While the department set out its plan to implement those reforms Tuesday, including a recent federal review, several supervisors questioned the details of that plan and the police union’s continued power to block the department’s reforms.
“We’ve got some hard work to do,” said Supervisor Malia Cohen at the hearing, then questioning the details of reform, which the department’s representative didn’t seem to have articulated.
“I’m interested in specifics,” said Cohen, pointing to one area of reform. “How do you change a culture?”
That remark was followed by a less than clear explanation by the department’s spokesman Capt. Michael Connolly, who said culture will be changed through training, policy and accountability.

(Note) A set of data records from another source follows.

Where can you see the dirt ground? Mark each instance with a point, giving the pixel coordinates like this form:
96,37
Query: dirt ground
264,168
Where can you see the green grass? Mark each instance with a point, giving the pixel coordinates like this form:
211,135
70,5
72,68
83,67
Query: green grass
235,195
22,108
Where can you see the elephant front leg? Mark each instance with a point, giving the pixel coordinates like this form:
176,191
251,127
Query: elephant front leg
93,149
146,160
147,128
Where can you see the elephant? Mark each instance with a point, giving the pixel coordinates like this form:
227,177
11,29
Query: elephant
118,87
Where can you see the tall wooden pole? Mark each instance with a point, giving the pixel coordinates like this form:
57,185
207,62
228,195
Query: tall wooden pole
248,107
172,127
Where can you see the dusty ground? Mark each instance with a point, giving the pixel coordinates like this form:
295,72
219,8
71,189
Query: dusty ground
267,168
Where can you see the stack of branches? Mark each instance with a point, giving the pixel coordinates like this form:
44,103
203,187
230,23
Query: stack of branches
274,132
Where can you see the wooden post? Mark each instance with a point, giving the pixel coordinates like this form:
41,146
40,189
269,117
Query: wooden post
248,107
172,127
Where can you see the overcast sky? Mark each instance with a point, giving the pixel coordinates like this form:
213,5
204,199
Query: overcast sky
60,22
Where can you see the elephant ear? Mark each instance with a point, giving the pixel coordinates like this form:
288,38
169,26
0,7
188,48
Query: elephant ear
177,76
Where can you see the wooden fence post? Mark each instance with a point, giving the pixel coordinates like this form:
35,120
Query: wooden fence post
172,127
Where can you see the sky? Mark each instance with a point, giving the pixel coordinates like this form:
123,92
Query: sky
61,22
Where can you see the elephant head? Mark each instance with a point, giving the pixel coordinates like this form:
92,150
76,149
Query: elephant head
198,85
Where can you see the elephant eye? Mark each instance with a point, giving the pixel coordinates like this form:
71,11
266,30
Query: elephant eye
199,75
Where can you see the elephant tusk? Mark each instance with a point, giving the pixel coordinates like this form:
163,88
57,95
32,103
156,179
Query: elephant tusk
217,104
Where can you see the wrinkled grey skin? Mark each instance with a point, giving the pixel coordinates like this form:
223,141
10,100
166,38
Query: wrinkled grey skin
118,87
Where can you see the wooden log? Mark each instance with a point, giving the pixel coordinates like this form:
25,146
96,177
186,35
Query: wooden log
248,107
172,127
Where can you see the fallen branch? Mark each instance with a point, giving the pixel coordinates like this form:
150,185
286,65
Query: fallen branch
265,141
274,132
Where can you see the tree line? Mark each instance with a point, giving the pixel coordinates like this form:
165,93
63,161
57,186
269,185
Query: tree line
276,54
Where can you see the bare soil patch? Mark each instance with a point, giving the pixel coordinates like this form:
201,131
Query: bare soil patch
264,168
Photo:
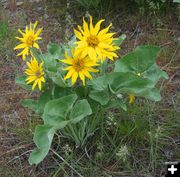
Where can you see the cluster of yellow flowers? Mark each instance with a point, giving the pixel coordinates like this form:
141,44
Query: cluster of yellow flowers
92,48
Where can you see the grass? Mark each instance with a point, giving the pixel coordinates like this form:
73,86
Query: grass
132,143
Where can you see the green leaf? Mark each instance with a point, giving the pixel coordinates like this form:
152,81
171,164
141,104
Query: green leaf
43,138
177,1
100,96
21,81
119,40
55,111
116,103
154,74
100,83
138,61
80,110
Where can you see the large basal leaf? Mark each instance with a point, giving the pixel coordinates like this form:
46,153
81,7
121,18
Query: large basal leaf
116,103
80,110
154,73
55,111
43,138
138,60
100,83
100,96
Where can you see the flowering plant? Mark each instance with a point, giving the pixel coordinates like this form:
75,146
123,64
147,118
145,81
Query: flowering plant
82,79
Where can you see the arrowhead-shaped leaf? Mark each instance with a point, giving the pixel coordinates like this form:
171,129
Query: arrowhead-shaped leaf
43,138
56,111
80,110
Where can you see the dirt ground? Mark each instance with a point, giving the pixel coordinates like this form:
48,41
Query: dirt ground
15,143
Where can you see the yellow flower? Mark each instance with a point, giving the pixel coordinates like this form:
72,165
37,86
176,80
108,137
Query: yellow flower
96,43
28,39
35,73
131,99
79,67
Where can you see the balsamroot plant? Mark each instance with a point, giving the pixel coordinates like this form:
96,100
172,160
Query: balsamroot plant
80,80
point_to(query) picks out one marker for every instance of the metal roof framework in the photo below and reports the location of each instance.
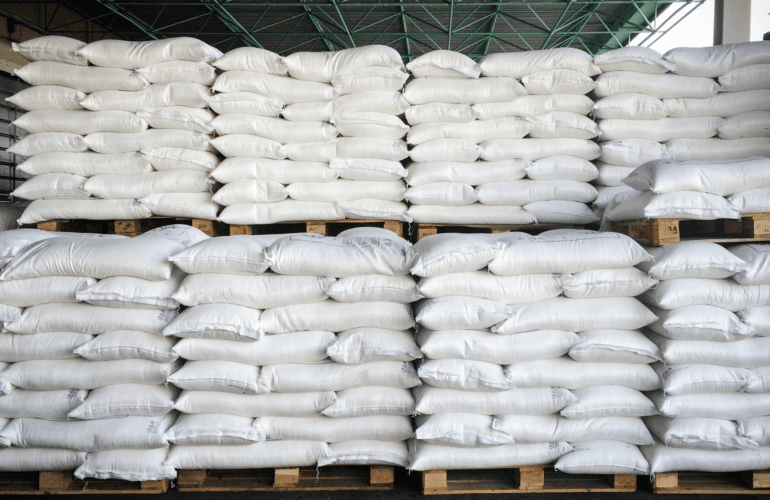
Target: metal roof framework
(413, 27)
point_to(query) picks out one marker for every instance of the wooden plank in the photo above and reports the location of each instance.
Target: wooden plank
(129, 228)
(381, 474)
(425, 230)
(316, 227)
(190, 478)
(207, 226)
(153, 486)
(395, 226)
(330, 478)
(286, 476)
(666, 480)
(532, 477)
(434, 480)
(522, 479)
(237, 229)
(625, 482)
(760, 479)
(55, 480)
(51, 225)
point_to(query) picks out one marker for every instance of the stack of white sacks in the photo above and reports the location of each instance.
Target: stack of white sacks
(714, 314)
(86, 387)
(743, 101)
(646, 113)
(445, 136)
(126, 138)
(560, 143)
(316, 182)
(515, 373)
(299, 395)
(458, 118)
(695, 189)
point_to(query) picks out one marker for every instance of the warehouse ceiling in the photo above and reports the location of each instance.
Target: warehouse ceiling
(412, 27)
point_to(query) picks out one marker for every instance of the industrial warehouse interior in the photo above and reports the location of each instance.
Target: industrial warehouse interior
(342, 248)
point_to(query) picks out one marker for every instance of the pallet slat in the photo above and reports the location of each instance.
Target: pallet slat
(750, 227)
(320, 226)
(64, 483)
(712, 483)
(334, 478)
(523, 479)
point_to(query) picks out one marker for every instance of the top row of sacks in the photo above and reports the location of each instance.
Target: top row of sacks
(322, 67)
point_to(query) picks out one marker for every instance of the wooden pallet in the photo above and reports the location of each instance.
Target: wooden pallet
(319, 226)
(712, 483)
(64, 483)
(424, 229)
(330, 478)
(131, 228)
(527, 479)
(750, 227)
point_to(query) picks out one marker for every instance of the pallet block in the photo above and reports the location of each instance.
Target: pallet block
(64, 483)
(330, 478)
(712, 483)
(524, 479)
(320, 226)
(750, 227)
(424, 229)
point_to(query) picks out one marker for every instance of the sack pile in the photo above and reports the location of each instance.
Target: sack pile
(458, 118)
(560, 141)
(278, 126)
(649, 114)
(85, 362)
(124, 138)
(327, 383)
(712, 304)
(695, 189)
(533, 353)
(633, 118)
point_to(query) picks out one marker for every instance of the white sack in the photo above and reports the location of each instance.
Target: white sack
(83, 374)
(603, 457)
(565, 372)
(305, 404)
(296, 347)
(549, 428)
(257, 292)
(216, 321)
(212, 429)
(539, 401)
(535, 105)
(334, 377)
(470, 214)
(368, 345)
(93, 320)
(133, 55)
(241, 254)
(672, 294)
(47, 97)
(268, 454)
(83, 78)
(282, 211)
(366, 401)
(432, 457)
(519, 64)
(492, 348)
(660, 86)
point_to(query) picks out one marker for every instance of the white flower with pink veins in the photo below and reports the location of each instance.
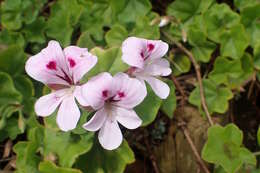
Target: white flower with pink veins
(145, 58)
(114, 99)
(61, 70)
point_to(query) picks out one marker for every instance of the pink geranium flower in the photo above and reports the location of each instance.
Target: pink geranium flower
(61, 70)
(145, 58)
(114, 99)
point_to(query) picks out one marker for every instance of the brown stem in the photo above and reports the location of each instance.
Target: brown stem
(193, 148)
(152, 158)
(179, 88)
(197, 69)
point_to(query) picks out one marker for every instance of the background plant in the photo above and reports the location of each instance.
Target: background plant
(217, 41)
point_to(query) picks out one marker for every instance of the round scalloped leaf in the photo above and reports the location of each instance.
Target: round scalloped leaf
(223, 147)
(99, 160)
(149, 108)
(217, 97)
(48, 167)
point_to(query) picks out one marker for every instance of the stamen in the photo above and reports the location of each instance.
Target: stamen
(52, 65)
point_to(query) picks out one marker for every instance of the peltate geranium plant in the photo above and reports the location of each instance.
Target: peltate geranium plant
(112, 97)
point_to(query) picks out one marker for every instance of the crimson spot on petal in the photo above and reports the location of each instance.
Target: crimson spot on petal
(121, 94)
(105, 93)
(72, 62)
(150, 47)
(52, 65)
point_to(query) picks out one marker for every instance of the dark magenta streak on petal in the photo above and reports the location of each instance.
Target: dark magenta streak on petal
(51, 65)
(121, 94)
(105, 93)
(72, 62)
(150, 47)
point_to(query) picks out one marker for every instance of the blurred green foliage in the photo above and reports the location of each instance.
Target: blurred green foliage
(229, 37)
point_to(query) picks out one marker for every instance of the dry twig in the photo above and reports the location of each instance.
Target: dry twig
(193, 148)
(197, 69)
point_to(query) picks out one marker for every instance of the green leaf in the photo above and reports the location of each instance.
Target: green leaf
(116, 35)
(8, 93)
(245, 3)
(34, 32)
(48, 167)
(64, 16)
(15, 12)
(257, 56)
(250, 18)
(234, 42)
(12, 60)
(85, 40)
(169, 105)
(99, 160)
(180, 64)
(108, 60)
(202, 49)
(258, 136)
(224, 148)
(224, 69)
(147, 112)
(27, 160)
(74, 145)
(216, 97)
(186, 9)
(134, 9)
(144, 29)
(10, 38)
(219, 18)
(246, 72)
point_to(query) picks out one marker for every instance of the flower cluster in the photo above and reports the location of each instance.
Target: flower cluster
(112, 97)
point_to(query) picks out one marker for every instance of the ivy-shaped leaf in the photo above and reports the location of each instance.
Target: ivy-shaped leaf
(216, 97)
(169, 105)
(8, 37)
(64, 16)
(147, 112)
(34, 32)
(217, 22)
(134, 9)
(27, 159)
(67, 146)
(225, 68)
(48, 167)
(180, 64)
(224, 148)
(8, 93)
(12, 60)
(234, 42)
(108, 60)
(99, 160)
(202, 48)
(250, 18)
(116, 35)
(15, 12)
(186, 9)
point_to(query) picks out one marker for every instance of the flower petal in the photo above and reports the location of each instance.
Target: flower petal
(96, 122)
(159, 67)
(160, 88)
(68, 114)
(110, 136)
(49, 65)
(79, 61)
(127, 117)
(130, 91)
(93, 89)
(160, 49)
(47, 104)
(131, 51)
(78, 95)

When Cohen addressed issues around data collection, and asked how soon the department would hire an academic to assess the department’s improved data collection, Connolly did not know, saying it was not one of the priorities at this point in the reform process.
Supervisor Aaron Peskin then asked what the commission and department have done to address the San Francisco Police Officers Association’s obstructionism, specifically calling the union’s recent obstruction in the negotiation over the new use-of-force policy “troubling.”
“What steps are being taken to make the POA a sentient 21st century organization?” asked Peskin.
Connolly responded that the POA has been trying its best and issued a press release supporting the DOJ’s recent findings.
The board’s doubts were addressed by the commission president.
“There have been reports in the past,” warned Police Commission President Suzy Loftus, who added that failure to reform at this point will be in the hands of this city.
Despite doubts on the board, police officials and the Mayor’s Office claimed in a press release and at the hearing of continued commitment to reforms.
For much of the past year the commission has spent its energies on reforming the department.
Over that period a series of fatal police shootings and two separate racist text message scandals have put increasing pressure on the department to change its practices.
With that in mind the federal Department of Justice was asked to review the department earlier this year and release its assessment in October. That inquiry was only one of three recent looks at the department’s practices around how it uses force and policies minority communities.